(6)拳王阿里和Joe Frazier另个打拳的
Muhammad Ali and Joe Frazier
How it began: Boxers Muhammad Ali and Joe Frazier initially faced off at Madison Square Garden in 1971 in the first of what would be a three-fight trilogy—and an epic rivalry. The competition became a stand-in for the racial tensions of the time: Ali identified as a civil rights hero who stuck it to the establishment as a conscientious objector and a newly-converted Muslim, whereas Frazier, in Ali's estimation, had "no cause" and was in the game "for the money alone." Unlike Ali, Frazier wasn't vocal about his politics (Frazier's daughter Weatta Collins told The New York Times that her father was never political and he "didn't care if people were Republican or Democrat.") As a result, Frazier was framed as a "Great White Hope."
Peak feud moment: For their third and final match-up, the "Thrilla in Manila," Ali frequently used the racially charged term "gorilla" to refer to his oppponent. With his win, Ali confirmed that he was indeed, as he proclaimed himself, "the Greatest."
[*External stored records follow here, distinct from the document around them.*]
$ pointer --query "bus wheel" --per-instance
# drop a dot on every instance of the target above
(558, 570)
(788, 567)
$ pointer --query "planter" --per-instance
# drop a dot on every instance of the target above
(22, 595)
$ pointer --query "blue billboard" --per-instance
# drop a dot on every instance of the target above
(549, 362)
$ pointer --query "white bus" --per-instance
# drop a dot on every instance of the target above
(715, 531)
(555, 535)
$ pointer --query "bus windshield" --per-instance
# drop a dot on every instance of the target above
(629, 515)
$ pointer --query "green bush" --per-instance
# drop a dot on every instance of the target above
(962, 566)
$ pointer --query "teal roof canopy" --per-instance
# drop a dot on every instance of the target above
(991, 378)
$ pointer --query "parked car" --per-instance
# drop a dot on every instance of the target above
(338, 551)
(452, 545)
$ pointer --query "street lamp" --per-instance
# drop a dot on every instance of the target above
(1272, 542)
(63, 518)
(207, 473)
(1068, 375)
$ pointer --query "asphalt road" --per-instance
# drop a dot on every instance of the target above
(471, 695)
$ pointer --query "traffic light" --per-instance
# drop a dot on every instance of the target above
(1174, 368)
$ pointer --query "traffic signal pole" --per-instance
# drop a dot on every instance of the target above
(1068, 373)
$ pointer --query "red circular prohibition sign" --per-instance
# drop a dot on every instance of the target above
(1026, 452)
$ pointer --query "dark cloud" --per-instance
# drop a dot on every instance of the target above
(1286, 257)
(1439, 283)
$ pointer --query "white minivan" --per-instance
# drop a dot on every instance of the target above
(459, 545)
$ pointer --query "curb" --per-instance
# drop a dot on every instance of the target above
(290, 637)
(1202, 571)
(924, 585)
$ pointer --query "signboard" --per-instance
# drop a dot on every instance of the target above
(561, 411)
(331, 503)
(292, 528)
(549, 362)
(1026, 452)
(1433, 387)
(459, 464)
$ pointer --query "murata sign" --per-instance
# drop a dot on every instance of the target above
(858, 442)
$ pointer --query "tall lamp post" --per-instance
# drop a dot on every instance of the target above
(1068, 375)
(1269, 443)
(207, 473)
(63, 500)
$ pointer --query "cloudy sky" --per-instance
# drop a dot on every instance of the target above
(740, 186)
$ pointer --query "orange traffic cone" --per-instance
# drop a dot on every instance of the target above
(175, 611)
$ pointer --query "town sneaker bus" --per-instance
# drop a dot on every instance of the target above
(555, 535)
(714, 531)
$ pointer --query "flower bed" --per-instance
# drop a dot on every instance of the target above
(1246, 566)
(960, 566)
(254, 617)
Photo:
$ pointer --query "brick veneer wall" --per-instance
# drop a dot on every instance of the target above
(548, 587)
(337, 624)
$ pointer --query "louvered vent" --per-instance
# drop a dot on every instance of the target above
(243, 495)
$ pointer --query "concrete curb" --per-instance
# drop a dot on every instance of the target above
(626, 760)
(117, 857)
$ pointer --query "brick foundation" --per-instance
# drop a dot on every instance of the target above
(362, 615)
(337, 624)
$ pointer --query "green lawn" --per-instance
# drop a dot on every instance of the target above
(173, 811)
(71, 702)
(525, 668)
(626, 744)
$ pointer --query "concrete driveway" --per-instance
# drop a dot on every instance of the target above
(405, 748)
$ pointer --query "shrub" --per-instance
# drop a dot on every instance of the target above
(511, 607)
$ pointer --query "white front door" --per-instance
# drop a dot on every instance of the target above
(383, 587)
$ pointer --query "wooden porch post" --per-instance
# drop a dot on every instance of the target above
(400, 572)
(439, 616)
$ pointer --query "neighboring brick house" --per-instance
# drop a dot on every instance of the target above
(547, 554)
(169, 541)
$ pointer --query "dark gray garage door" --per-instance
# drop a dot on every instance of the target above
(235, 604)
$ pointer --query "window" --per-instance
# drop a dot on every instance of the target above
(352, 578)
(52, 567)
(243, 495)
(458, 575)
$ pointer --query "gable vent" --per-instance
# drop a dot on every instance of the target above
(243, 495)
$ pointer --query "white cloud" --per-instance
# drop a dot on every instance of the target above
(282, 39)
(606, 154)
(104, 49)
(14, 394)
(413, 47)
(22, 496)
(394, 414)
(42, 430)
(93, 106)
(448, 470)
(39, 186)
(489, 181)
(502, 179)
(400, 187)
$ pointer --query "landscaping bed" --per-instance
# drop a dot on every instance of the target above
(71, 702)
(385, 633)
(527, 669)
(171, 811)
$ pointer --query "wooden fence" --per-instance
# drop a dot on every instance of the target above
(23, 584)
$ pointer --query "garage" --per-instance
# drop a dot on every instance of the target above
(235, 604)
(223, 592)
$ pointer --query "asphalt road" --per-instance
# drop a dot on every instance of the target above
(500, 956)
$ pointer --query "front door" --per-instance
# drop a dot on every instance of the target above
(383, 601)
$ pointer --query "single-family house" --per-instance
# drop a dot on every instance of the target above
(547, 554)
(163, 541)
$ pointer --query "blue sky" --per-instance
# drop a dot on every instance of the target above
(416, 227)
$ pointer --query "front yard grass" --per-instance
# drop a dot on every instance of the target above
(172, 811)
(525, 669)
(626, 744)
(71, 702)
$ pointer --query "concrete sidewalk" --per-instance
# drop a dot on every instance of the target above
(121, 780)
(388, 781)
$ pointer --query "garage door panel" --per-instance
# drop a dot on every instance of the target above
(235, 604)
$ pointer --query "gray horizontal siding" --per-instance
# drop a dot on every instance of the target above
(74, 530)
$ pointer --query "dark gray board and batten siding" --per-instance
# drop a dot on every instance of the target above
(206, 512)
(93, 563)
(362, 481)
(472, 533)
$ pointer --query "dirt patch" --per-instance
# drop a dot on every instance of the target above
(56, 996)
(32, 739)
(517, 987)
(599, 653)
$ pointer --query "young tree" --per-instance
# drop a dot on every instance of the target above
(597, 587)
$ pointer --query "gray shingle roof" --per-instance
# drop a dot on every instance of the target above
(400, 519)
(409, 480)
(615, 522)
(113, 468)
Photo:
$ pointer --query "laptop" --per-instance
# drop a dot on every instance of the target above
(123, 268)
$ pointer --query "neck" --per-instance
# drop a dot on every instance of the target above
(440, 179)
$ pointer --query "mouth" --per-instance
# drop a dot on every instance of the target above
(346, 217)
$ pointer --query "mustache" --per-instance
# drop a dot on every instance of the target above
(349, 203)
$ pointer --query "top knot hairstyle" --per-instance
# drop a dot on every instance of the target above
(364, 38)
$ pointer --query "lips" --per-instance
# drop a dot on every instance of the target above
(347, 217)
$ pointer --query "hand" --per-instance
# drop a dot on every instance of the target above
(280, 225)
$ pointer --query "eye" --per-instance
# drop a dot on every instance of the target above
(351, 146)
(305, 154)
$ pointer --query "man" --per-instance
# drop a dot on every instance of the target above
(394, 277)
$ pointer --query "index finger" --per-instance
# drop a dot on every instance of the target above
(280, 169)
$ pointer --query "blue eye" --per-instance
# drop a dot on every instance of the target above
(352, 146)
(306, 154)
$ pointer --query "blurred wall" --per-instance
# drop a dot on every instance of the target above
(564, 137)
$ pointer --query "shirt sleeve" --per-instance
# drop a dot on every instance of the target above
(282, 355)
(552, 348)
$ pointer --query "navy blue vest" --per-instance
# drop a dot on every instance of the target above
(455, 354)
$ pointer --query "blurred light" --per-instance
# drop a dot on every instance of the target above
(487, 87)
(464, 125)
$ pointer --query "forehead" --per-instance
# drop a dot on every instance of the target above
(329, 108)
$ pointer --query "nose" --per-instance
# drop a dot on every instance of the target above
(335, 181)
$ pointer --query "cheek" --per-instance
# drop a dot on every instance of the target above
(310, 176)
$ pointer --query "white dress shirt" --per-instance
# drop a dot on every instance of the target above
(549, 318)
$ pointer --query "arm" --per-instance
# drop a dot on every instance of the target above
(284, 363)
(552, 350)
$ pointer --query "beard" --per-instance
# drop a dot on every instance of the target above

Resolved: No. In Frazier's 1996 autobiography, Smokin' Joe, the heavyweight champ still held a grudge against Ali, even though Ali's luck had turned with the onset of Parkinson's disease. "Truth is, I'd like to rumble with that sucker again—beat him up piece by piece and mail him back to Jesus," Frazier wrote. "Now people ask me if I feel bad for him, now that things aren't going so well for him. Nope. I don't. Fact is, I don't give a damn. They want me to love him, but I'll open up the graveyard and bury his ass when the Lord chooses to take him." In an interview with the New York Daily News in 2011, however, Frazier claimed to have moved on. "I forgave him for all the accusations he made over the years."